この過程で政府はまた信じがたい姿を露出した。7、8月はダニが増え、殺虫剤を使用するのは公然の秘密だった。農食品部も「わが国の産卵鶏は密集飼育するため、畜舎にまいた殺虫剤成分が鶏の体内に吸収され、卵からも検出された」とみている。こうした飼育環境は殺虫剤汚染に脆弱だが、2016年上半期まで卵に対する農薬検査を実施しなかった。農家対象の殺虫剤教育も普通は9月に実施する場合が多く、警戒心もなかったという。

柳永珍(リュ・ヨンジン)食品医薬品安全処長は10日の記者懇談会で「国産の卵と鶏肉は殺虫剤成分が検出されなかったので安心してもよい」と述べた。この言葉は4日も続かなかった。これまで流通してきた卵も殺虫剤成分から安全だったと言えない状況だ。また今回の殺虫剤卵農家は農食品部から「無抗生剤畜産物認証」を受けたところであり、政府の認証制度管理に対する不信感も強まっている。

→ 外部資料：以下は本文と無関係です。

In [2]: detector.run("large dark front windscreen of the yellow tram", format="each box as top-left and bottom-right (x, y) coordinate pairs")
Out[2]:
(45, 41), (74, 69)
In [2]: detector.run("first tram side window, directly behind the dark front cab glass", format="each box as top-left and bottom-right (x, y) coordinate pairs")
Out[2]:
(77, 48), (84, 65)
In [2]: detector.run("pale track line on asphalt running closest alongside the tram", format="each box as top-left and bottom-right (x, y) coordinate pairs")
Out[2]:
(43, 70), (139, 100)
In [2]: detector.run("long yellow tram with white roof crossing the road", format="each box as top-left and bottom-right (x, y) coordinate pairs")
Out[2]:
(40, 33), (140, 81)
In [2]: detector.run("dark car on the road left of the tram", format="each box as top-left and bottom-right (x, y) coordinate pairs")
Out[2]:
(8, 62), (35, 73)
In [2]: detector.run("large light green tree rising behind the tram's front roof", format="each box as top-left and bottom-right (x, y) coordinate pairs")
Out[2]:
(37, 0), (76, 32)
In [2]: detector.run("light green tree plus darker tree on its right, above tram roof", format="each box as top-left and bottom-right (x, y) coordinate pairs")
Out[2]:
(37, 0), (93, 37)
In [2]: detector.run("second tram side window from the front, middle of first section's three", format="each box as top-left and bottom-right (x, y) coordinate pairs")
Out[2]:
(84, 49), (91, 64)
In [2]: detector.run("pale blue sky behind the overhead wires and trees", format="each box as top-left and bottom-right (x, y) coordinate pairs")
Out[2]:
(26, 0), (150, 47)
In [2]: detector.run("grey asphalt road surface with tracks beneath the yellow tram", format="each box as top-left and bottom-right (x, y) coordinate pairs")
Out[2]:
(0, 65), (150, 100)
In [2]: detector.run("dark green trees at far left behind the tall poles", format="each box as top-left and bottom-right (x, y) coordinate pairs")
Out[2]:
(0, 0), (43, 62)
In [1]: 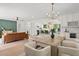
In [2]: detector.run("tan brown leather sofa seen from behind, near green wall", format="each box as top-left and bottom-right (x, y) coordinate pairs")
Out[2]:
(4, 32), (29, 43)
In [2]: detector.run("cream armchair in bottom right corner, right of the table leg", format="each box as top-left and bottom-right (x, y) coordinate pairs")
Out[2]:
(58, 46), (79, 56)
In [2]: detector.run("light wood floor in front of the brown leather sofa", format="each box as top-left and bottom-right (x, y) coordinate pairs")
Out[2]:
(0, 40), (27, 56)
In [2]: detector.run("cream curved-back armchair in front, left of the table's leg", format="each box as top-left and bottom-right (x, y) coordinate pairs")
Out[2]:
(24, 42), (51, 56)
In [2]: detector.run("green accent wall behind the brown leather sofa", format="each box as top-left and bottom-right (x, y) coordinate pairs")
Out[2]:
(0, 19), (17, 32)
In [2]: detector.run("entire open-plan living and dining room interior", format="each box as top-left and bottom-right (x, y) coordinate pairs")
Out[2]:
(0, 3), (79, 56)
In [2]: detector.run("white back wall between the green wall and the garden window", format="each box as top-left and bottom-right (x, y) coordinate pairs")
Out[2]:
(17, 18), (61, 35)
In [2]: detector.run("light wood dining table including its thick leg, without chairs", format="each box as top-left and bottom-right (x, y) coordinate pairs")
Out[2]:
(31, 35), (64, 56)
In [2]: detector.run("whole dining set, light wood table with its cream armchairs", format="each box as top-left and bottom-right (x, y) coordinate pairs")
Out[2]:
(24, 33), (79, 56)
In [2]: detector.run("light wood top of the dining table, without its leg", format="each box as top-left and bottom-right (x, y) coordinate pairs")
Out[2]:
(32, 36), (64, 46)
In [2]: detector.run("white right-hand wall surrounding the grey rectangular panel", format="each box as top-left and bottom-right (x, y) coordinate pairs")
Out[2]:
(59, 13), (79, 33)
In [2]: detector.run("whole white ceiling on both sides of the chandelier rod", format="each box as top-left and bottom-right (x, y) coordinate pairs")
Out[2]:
(0, 3), (79, 17)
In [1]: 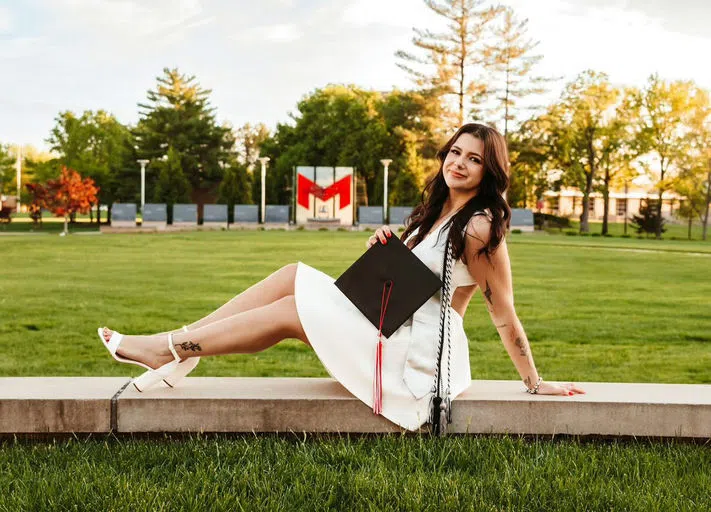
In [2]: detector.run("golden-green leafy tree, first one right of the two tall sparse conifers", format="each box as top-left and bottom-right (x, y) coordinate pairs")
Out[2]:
(551, 71), (620, 233)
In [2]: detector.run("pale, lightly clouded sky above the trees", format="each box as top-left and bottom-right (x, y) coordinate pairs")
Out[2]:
(0, 0), (711, 149)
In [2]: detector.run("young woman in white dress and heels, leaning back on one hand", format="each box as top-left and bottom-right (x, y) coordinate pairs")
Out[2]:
(99, 123), (584, 430)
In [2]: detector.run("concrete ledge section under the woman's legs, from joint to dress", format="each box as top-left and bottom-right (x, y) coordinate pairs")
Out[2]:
(117, 377), (401, 432)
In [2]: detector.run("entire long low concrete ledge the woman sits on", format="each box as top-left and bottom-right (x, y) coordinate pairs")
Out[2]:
(0, 377), (711, 438)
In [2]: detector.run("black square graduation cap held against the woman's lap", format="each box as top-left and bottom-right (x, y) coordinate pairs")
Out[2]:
(335, 235), (442, 337)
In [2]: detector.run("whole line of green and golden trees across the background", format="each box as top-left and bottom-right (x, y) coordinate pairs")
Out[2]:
(0, 0), (711, 237)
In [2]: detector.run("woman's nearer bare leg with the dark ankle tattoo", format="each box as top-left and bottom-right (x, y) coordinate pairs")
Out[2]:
(107, 295), (310, 368)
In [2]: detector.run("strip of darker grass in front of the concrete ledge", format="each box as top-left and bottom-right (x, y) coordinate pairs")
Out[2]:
(0, 435), (711, 512)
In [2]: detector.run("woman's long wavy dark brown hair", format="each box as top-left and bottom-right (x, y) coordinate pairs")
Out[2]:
(402, 123), (511, 263)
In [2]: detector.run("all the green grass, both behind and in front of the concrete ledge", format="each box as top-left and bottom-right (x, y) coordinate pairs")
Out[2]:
(0, 231), (711, 511)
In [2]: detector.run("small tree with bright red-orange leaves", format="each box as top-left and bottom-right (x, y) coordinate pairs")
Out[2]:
(43, 167), (99, 235)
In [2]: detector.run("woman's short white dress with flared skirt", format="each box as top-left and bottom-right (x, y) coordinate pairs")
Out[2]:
(294, 210), (484, 430)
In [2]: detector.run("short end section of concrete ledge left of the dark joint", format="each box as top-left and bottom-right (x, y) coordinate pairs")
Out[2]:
(0, 377), (130, 434)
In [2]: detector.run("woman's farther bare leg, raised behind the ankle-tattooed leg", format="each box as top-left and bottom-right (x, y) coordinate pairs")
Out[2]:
(158, 263), (297, 334)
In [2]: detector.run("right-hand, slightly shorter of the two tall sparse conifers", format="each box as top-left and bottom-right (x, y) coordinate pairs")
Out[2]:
(489, 7), (551, 140)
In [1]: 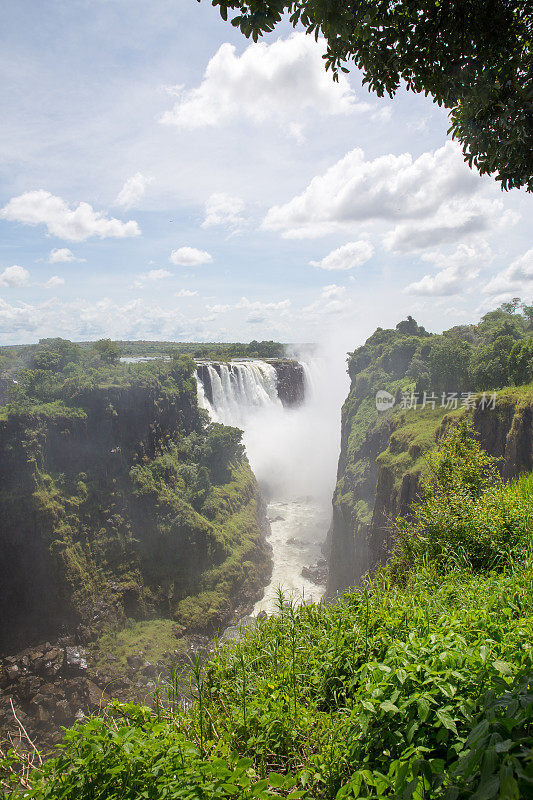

さらに「鶏肉は食べても問題ないのか」という不安感まで消費者の間で広まっている。


一方、食品および流通業界は今回の事態の波紋を心配している。卵が必須の製菓・製パン業界は卵流通禁止措置に緊張している。新鮮食品は普通2、3日間の在庫しか置かないため、絶対物量不足で生産中断事態につながるという心配のためだ。さらに在庫の卵も安全性を検査しなければいけない状況だ。価格の暴騰は避けられないとみられる。年初の鳥インフルエンザで産卵鶏の36%が殺処分され、卵不足と価格急騰を経験したが、価格が回復する前にまた悪材料が出てきたからだ。

今回の事態で国民に好まれている鶏肉と完全食品といわれた卵の神話が揺れることになった。専門家は韓国の劣悪な鶏飼育環境のためにいつかは発生するしかない問題だったと指摘する。1羽あたりA4用紙1枚分の大きさの密集飼育方式が鶏のストレスを高め、免疫力を落とし、ダニなど害虫発生を促進する環境を作るため、薬品の使用は避けられないということだ。とにかく今は殺虫剤卵が流通しないよう防ぐことが急務だが、健康な国民の食生活のためには今からでも動物飼育環境の改善、生産農家および流通過程の管理など根本的な対策を講じる必要がある。